Computer Science, the Liberal Arts Way

Summer 2022

Covering the walls of McGregory 314 this spring, colorful Post-it notes bore statements like “I feel useless” and “I value playing well over winning” and “I don’t like not being in control.” This affinity diagram represents one of the group projects for the course Human-Computer Interaction (COSC 480), taught by Assistant Professor Nick Diana.

Assistant Professor of Computer Science Nick Diana in front of his students’ affinity diagrams. Photo by Mark DiOrio

The class has two objectives, Diana explains: “The first is understanding that human beings have certain strengths and weaknesses, and machines also have certain strengths and weaknesses. How can we build systems that complement the strengths and weaknesses of these two kinds of agents in a way that’s productive — that’s better than just a human being alone, or better than just a machine alone?” Secondly, “How do we do that in a way that is human centered? We want to create technology that actually helps people. It is not just easy to use — that’s the baseline — but it’s meaningful, it’s joyful to use … not destructive.”

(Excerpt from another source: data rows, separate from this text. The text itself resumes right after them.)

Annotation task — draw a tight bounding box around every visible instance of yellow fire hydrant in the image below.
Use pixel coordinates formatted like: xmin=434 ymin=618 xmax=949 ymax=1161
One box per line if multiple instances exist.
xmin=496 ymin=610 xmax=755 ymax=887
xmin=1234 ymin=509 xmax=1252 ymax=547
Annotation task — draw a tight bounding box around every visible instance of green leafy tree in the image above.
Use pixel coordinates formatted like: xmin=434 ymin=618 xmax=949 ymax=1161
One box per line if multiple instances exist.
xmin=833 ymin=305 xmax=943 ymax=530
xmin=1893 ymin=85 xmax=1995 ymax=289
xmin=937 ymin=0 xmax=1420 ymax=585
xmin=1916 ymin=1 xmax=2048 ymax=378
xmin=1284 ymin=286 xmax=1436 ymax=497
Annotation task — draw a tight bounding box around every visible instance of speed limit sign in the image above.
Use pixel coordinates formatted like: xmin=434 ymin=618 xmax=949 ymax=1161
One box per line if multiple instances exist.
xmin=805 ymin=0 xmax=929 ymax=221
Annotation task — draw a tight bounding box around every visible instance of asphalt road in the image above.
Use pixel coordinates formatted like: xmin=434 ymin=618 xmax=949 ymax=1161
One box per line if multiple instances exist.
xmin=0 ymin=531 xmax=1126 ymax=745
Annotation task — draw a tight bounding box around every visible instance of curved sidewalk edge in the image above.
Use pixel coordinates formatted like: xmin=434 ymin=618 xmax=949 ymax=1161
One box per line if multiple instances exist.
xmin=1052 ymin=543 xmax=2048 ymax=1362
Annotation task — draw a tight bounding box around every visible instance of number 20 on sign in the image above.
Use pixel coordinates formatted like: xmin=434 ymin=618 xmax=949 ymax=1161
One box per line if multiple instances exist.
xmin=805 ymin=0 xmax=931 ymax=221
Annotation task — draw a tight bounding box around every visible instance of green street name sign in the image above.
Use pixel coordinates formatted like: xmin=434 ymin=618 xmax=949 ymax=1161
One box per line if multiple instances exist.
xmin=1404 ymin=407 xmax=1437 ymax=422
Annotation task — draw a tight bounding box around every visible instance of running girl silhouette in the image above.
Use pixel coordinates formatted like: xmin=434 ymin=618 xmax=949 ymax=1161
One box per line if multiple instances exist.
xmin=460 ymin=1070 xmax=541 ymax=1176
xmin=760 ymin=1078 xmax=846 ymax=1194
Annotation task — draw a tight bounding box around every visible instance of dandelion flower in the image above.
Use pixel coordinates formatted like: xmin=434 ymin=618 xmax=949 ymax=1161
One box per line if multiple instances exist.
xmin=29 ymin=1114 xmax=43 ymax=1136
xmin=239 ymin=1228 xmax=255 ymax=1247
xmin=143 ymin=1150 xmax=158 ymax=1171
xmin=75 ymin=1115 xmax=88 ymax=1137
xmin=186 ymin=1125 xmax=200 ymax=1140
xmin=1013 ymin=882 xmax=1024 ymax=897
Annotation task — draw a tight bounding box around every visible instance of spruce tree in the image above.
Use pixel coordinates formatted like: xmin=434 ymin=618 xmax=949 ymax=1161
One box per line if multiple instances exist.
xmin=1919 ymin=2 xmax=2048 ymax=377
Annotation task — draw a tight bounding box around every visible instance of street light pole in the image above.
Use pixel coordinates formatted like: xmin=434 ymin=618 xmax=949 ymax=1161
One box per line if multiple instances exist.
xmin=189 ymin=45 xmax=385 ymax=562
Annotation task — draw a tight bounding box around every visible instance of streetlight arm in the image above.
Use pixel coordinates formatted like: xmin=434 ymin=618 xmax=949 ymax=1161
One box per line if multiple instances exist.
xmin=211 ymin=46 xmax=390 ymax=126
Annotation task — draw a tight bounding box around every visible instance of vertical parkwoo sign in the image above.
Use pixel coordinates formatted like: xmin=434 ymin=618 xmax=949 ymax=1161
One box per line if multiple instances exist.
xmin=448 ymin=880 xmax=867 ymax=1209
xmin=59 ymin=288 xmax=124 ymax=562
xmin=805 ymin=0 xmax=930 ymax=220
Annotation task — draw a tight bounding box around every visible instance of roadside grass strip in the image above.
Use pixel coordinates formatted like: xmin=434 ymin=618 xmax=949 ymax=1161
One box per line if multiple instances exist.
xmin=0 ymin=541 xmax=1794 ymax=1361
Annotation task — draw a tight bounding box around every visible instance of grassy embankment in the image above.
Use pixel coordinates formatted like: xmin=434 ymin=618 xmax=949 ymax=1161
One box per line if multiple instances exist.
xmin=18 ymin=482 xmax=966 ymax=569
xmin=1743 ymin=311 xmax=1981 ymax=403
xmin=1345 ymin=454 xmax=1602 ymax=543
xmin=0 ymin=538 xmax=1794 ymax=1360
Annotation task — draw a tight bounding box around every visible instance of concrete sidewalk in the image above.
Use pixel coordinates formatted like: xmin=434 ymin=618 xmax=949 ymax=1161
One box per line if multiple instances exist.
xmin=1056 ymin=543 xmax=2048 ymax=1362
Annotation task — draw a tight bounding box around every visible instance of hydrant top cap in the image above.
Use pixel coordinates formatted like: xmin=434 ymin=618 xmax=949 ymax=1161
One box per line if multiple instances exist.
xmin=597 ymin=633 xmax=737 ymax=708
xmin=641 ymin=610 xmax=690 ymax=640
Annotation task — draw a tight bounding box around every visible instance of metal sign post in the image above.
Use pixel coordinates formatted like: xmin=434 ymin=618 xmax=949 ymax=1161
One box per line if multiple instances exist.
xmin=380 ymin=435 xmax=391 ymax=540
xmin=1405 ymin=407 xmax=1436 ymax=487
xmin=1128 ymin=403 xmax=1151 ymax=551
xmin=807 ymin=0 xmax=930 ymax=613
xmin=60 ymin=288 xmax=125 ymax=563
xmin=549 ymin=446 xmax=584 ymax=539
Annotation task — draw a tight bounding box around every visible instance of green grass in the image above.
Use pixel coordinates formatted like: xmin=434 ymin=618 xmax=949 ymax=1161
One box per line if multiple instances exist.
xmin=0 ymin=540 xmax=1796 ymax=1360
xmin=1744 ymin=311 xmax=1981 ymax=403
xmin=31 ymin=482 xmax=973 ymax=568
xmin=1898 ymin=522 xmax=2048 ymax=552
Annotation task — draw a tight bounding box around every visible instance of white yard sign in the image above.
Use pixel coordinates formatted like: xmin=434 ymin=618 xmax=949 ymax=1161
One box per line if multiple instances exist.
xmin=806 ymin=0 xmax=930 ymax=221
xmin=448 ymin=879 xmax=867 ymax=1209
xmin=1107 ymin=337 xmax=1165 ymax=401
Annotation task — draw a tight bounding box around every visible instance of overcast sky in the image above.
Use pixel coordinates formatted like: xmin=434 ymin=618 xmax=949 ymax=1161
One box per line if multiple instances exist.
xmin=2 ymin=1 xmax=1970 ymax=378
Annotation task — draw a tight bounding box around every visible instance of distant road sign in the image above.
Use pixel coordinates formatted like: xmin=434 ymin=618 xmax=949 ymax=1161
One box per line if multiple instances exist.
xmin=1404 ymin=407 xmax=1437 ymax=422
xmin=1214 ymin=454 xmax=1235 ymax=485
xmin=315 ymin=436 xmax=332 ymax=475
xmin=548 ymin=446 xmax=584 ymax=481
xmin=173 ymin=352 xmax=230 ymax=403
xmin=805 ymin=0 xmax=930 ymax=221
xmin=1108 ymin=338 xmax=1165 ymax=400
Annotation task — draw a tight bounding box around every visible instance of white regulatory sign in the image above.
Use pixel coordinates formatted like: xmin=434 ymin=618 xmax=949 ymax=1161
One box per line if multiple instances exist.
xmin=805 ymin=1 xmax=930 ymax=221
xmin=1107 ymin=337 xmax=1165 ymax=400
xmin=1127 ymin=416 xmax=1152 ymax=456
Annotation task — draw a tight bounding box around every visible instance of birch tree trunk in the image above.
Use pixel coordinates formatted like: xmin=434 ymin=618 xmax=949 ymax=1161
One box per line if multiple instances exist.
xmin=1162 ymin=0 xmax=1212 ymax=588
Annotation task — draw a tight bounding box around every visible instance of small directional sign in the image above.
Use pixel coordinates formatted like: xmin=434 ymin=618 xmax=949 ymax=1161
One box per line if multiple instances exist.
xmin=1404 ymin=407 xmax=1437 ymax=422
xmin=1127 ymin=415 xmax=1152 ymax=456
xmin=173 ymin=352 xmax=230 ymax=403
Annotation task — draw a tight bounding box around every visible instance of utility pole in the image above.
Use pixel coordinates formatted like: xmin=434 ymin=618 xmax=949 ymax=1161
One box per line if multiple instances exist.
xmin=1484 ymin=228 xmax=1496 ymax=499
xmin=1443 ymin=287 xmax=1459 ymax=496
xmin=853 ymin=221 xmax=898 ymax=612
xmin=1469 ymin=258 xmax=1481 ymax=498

Affinity diagrams are a method to glean high-level insights from user interview data, Diana explains. In the example pictured here, the students were interested in the emotions of competitive gamers. The researchers interviewed their subjects before, during, and after playing video games, taking detailed notes about the gamers’ emotional states at each period. The students then looked for commonalities across their interviews and created a hierarchy of data based on insights from those common threads. “The idea behind this model is, if you have users doing or saying the same things, then that’s probably important.”

The findings were unexpected, Diana says. The students found that the emotion the competitive gamers felt after winning a match wasn’t happiness or enjoyment, it was relief. “So this is abatement of negative emotions rather than seeking of positive emotions, which is really interesting.”

We want to create technology that actually helps people. It is not just easy to use — that’s the baseline — but it’s meaningful, it’s joyful to use … not destructive.

Nick Diana

After the interviews, the students developed a solution and went back to the field several times to ask users for feedback. The affinity diagrams stayed on the walls throughout the semester so students could refer back to the data as they were developing opportunities for positive change. By the end of the iterative process, the students “have something that they can be pretty sure people actually want,” Diana says. “It’s a more reliable way of designing useful, meaningful technology.”

The end solution was building a “match review” interface that gamers could access between matches. “The idea is that an algorithm would churn through their gameplay data and look for common errors, then the user could watch short video clips on how to improve in the future,” Diana explains. The solution is relatively straightforward, he adds, “but this group found that, at least for competitive gamers, it was impossible to separate their emotions from their performance.” The better the gamers performed, the better they felt, so the students focused on ways to improve how users felt about their performance. “It also emphasizes some key insights [the students] found through their user research,” Diana says, “namely that these kinds of gamers care a lot about the nitty gritty details of their performance and only have the mental bandwidth to process this kind of feedback after the match is over.”

He views the class as a bookend for the students’ computer science education. Because it is a high-level course taken by upperclass students, they’ve completed their core liberal arts education and have spent their last couple of years becoming computer science experts. “My course asks, ‘How do we circle back to that liberal arts education? How do we apply those skills in my domain of expertise?’” he says. “I think the course injects some humanity into computer science, and hopefully they’ll take that with them when they build new technologies … so they can do so in a responsible and human-centered way.”